4.5 Toward an Annual Carbon Dioxide Budget for the Arctic Tundra

Tuesday, 14 January 2020: 9:30 AM
203 (Boston Convention and Exhibition Center)
Elyn R. Humphreys, Carleton Univ., Ottawa, ON, Canada; and G. Meyer, J. R. Melton, and P. M. Lafleur

Tundra ecosystems are important stores of carbon but as the Arctic climate warms, their carbon sink status is uncertain. Advances in low power eddy covariance sensors have permitted the measurement of trace gas fluxes in remote locations such as these where there is limited infrastructure and physical access.

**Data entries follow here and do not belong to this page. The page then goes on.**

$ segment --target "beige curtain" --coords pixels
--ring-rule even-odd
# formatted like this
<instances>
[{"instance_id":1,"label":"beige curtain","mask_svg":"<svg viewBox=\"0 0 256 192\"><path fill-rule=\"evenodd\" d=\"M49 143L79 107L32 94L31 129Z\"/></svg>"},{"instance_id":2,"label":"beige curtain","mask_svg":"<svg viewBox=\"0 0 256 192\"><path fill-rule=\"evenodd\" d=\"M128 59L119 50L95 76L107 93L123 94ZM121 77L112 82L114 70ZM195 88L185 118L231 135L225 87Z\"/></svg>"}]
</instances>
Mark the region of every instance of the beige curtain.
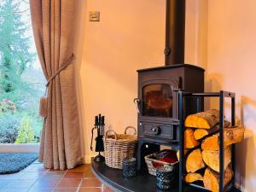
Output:
<instances>
[{"instance_id":1,"label":"beige curtain","mask_svg":"<svg viewBox=\"0 0 256 192\"><path fill-rule=\"evenodd\" d=\"M73 52L75 2L30 0L34 38L47 80ZM41 137L39 161L64 170L81 163L80 128L73 61L49 84L47 117Z\"/></svg>"}]
</instances>

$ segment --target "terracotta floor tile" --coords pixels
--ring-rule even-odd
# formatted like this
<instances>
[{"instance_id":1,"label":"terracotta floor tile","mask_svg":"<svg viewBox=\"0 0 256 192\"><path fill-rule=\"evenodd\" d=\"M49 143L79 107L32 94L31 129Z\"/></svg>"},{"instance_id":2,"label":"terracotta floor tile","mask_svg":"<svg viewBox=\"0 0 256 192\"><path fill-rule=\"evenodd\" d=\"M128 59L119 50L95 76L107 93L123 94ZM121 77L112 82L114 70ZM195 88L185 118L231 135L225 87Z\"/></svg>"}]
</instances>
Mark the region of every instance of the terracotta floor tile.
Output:
<instances>
[{"instance_id":1,"label":"terracotta floor tile","mask_svg":"<svg viewBox=\"0 0 256 192\"><path fill-rule=\"evenodd\" d=\"M84 178L84 177L85 177L84 172L67 171L63 178Z\"/></svg>"},{"instance_id":2,"label":"terracotta floor tile","mask_svg":"<svg viewBox=\"0 0 256 192\"><path fill-rule=\"evenodd\" d=\"M48 189L48 188L55 188L61 179L42 179L39 178L33 185L32 188L36 189Z\"/></svg>"},{"instance_id":3,"label":"terracotta floor tile","mask_svg":"<svg viewBox=\"0 0 256 192\"><path fill-rule=\"evenodd\" d=\"M38 186L35 186L31 188L29 192L52 192L53 190L53 188L41 188Z\"/></svg>"},{"instance_id":4,"label":"terracotta floor tile","mask_svg":"<svg viewBox=\"0 0 256 192\"><path fill-rule=\"evenodd\" d=\"M94 178L95 175L92 173L92 172L90 170L89 172L85 172L85 177L86 178Z\"/></svg>"},{"instance_id":5,"label":"terracotta floor tile","mask_svg":"<svg viewBox=\"0 0 256 192\"><path fill-rule=\"evenodd\" d=\"M80 183L79 178L62 178L55 188L76 188Z\"/></svg>"},{"instance_id":6,"label":"terracotta floor tile","mask_svg":"<svg viewBox=\"0 0 256 192\"><path fill-rule=\"evenodd\" d=\"M48 172L41 177L41 179L61 179L65 175L66 172Z\"/></svg>"},{"instance_id":7,"label":"terracotta floor tile","mask_svg":"<svg viewBox=\"0 0 256 192\"><path fill-rule=\"evenodd\" d=\"M84 164L82 166L79 166L73 169L70 169L69 171L72 172L89 172L90 170L90 164Z\"/></svg>"},{"instance_id":8,"label":"terracotta floor tile","mask_svg":"<svg viewBox=\"0 0 256 192\"><path fill-rule=\"evenodd\" d=\"M55 188L54 192L76 192L78 188Z\"/></svg>"},{"instance_id":9,"label":"terracotta floor tile","mask_svg":"<svg viewBox=\"0 0 256 192\"><path fill-rule=\"evenodd\" d=\"M96 178L86 178L82 180L81 187L102 187L102 183Z\"/></svg>"},{"instance_id":10,"label":"terracotta floor tile","mask_svg":"<svg viewBox=\"0 0 256 192\"><path fill-rule=\"evenodd\" d=\"M8 186L15 180L11 179L0 179L0 191L3 189L8 188Z\"/></svg>"},{"instance_id":11,"label":"terracotta floor tile","mask_svg":"<svg viewBox=\"0 0 256 192\"><path fill-rule=\"evenodd\" d=\"M11 182L9 186L8 189L28 189L31 186L32 186L32 184L35 183L35 180L24 180L24 181L19 181L19 180L15 180L13 182Z\"/></svg>"},{"instance_id":12,"label":"terracotta floor tile","mask_svg":"<svg viewBox=\"0 0 256 192\"><path fill-rule=\"evenodd\" d=\"M42 177L45 172L22 172L19 177L19 180L26 180L26 179L38 179Z\"/></svg>"},{"instance_id":13,"label":"terracotta floor tile","mask_svg":"<svg viewBox=\"0 0 256 192\"><path fill-rule=\"evenodd\" d=\"M79 192L102 192L102 188L79 188Z\"/></svg>"},{"instance_id":14,"label":"terracotta floor tile","mask_svg":"<svg viewBox=\"0 0 256 192\"><path fill-rule=\"evenodd\" d=\"M114 190L112 190L109 187L104 185L103 186L103 192L114 192Z\"/></svg>"}]
</instances>

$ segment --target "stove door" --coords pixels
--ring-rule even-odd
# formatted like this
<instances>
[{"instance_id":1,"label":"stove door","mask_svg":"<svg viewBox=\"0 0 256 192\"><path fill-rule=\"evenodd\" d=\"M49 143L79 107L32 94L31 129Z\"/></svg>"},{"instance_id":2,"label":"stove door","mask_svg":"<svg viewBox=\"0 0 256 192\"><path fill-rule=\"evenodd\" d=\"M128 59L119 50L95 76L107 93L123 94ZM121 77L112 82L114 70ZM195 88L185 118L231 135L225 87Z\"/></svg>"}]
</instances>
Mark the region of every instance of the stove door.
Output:
<instances>
[{"instance_id":1,"label":"stove door","mask_svg":"<svg viewBox=\"0 0 256 192\"><path fill-rule=\"evenodd\" d=\"M178 88L177 81L154 80L144 82L141 90L142 115L173 118L176 106L173 98L174 88Z\"/></svg>"}]
</instances>

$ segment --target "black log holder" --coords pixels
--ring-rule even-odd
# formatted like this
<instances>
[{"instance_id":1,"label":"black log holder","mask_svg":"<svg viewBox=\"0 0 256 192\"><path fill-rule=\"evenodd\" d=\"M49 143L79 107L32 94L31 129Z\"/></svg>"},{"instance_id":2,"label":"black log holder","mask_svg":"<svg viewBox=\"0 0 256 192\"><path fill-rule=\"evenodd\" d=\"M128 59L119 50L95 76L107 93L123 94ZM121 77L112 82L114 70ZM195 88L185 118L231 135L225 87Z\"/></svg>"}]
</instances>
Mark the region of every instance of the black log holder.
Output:
<instances>
[{"instance_id":1,"label":"black log holder","mask_svg":"<svg viewBox=\"0 0 256 192\"><path fill-rule=\"evenodd\" d=\"M99 154L94 158L96 162L104 162L105 157L101 154L104 151L103 136L105 130L105 117L99 114L95 117L95 125L91 130L90 150L93 151L92 140L94 130L97 131L97 137L96 137L96 152Z\"/></svg>"},{"instance_id":2,"label":"black log holder","mask_svg":"<svg viewBox=\"0 0 256 192\"><path fill-rule=\"evenodd\" d=\"M178 95L178 114L179 114L179 192L184 191L185 186L189 186L192 189L202 189L204 191L209 191L204 188L203 185L195 184L195 183L187 183L183 181L184 175L184 162L185 162L185 155L183 154L184 151L184 110L187 98L195 98L196 101L196 108L198 112L201 112L201 104L203 103L205 97L218 97L219 98L219 192L225 191L240 191L235 187L235 144L232 145L232 170L234 172L234 177L231 182L227 185L224 186L224 99L230 98L231 99L231 125L235 126L235 117L236 117L236 94L229 91L221 90L219 92L211 92L211 93L189 93L183 92L181 90L177 90ZM215 132L216 133L216 132ZM212 134L211 134L212 135ZM191 149L192 150L192 149Z\"/></svg>"}]
</instances>

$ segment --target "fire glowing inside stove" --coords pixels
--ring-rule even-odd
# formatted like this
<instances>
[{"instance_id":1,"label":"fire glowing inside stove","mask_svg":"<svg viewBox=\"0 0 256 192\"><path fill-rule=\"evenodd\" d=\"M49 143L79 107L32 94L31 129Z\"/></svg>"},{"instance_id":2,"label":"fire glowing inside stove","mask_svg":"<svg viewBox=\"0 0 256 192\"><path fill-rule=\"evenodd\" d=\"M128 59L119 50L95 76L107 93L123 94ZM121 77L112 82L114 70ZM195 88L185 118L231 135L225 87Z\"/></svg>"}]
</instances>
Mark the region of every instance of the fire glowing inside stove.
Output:
<instances>
[{"instance_id":1,"label":"fire glowing inside stove","mask_svg":"<svg viewBox=\"0 0 256 192\"><path fill-rule=\"evenodd\" d=\"M170 84L154 84L143 89L143 115L172 117L172 91Z\"/></svg>"}]
</instances>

However, logistical challenges continue to result in incomplete datasets and often there are few observations during winter. To address this challenge, forced diffusion chambers, the process-based ecosystem model CLASSIC (the Canadian Land Surface Scheme including biogeochemical Cycles, formerly CLASS-CTEM), and a 15-year eddy covariance dataset are combined to estimate the annual net ecosystem exchange of CO2 (NEE) for tundra ecosystems in Canada’s Southern Arctic. Key modifications to CLASSIC include the introduction of shrub and sedge plant functional types and changes to soil moisture-soil evaporation parameterizations. Our results highlight the importance of non-zero winter and shoulder season CO2 emissions as well as the tundra and weather characteristics which influence annual NEE.